Congratulations! You should now be able to create your own LD profile and use the zalpha package.

References

[1] Jacobs, G.S., Sluckin, T.J., and Kivisild, T. Refining the Use of Linkage Disequilibrium as a Robust Signature of Selective Sweeps. Genetics, 2016. 203(4): p. 1807

[2] McVean, G. A. T., Myers, S. R., Hunt, S., Deloukas, P., Bentley, D. R., and Donnelly, P. The Fine-Scale Structure of Recombination Rate Variation in the Human Genome.
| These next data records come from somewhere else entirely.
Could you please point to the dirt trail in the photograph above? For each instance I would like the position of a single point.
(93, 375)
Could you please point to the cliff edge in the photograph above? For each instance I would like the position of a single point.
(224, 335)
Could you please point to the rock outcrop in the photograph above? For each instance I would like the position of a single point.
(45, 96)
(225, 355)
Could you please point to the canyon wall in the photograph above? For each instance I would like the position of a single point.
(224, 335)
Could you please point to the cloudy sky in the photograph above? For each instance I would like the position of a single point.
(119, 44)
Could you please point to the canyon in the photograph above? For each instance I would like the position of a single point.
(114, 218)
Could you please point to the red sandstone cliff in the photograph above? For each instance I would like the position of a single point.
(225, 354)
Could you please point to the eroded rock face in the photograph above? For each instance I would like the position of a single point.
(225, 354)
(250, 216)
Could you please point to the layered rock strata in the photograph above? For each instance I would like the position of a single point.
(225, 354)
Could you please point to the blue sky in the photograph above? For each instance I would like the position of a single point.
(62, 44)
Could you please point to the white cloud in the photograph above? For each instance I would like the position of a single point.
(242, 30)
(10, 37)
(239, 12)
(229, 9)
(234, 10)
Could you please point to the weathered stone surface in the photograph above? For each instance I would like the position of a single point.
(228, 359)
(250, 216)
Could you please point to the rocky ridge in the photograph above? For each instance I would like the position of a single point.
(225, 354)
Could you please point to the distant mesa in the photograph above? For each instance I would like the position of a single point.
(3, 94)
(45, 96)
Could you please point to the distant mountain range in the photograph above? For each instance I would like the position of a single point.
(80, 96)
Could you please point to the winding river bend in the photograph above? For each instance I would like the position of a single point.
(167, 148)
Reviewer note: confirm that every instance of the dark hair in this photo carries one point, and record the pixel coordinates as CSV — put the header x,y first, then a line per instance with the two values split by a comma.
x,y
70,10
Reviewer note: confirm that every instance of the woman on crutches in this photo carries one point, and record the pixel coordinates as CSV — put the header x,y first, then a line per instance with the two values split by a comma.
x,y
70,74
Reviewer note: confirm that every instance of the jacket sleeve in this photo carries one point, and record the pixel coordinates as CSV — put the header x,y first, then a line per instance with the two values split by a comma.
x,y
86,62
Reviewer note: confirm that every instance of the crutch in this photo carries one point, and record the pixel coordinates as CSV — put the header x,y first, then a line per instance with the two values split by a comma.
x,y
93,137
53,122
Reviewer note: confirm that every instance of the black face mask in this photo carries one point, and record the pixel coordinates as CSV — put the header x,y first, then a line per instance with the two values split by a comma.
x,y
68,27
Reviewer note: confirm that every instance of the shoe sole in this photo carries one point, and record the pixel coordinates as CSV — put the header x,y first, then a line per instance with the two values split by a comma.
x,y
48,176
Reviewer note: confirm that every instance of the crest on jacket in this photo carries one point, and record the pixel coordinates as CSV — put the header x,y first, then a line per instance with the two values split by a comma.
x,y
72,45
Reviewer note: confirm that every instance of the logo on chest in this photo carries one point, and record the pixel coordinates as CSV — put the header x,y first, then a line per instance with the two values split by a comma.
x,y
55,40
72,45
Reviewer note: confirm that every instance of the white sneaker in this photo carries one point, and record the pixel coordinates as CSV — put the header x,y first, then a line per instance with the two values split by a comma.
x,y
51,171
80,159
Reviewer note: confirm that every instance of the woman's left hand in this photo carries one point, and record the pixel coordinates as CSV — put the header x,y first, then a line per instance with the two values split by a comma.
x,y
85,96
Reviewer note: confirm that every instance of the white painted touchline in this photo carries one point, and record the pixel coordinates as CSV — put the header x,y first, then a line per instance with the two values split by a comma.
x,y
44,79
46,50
Science, 2004. 304(5670): 581-584.

[3] Spence, J.P. and Song, Y.S. Inference and analysis of population-specific fine-scale recombination maps across 26 diverse human populations. Science Advances, 2019. 5(10): eaaw9206.

[4] Gao, F., Ming, C., Hu, W. J., and Li, H. P. New Software for the Fast Estimation of Population Recombination Rates (FastEPRR) in the Genomic Era. G3-Genes Genomes Genetics, 2016. 6(6): 1563-1571.

[5] Hermann, P., Heissl, A., Tiemann-Boege, I., and Futschik, A. LDJump: Estimating variable recombination rates from population genetic data. Molecular Ecology Resources, 2019. 19(3): 623-638.

[6] Ewing, G. and Hermisson, J. MSMS: a coalescent simulation program including recombination, demographic structure and selection at a single locus. Bioinformatics, 2010. 26(16):2064-2065.

[7] Haller, B.C. and Messer, P.W. SLiM 3: Forward Genetic Simulations Beyond the Wright–Fisher Model. Molecular Biology and Evolution, 2019. 36(3):632-637.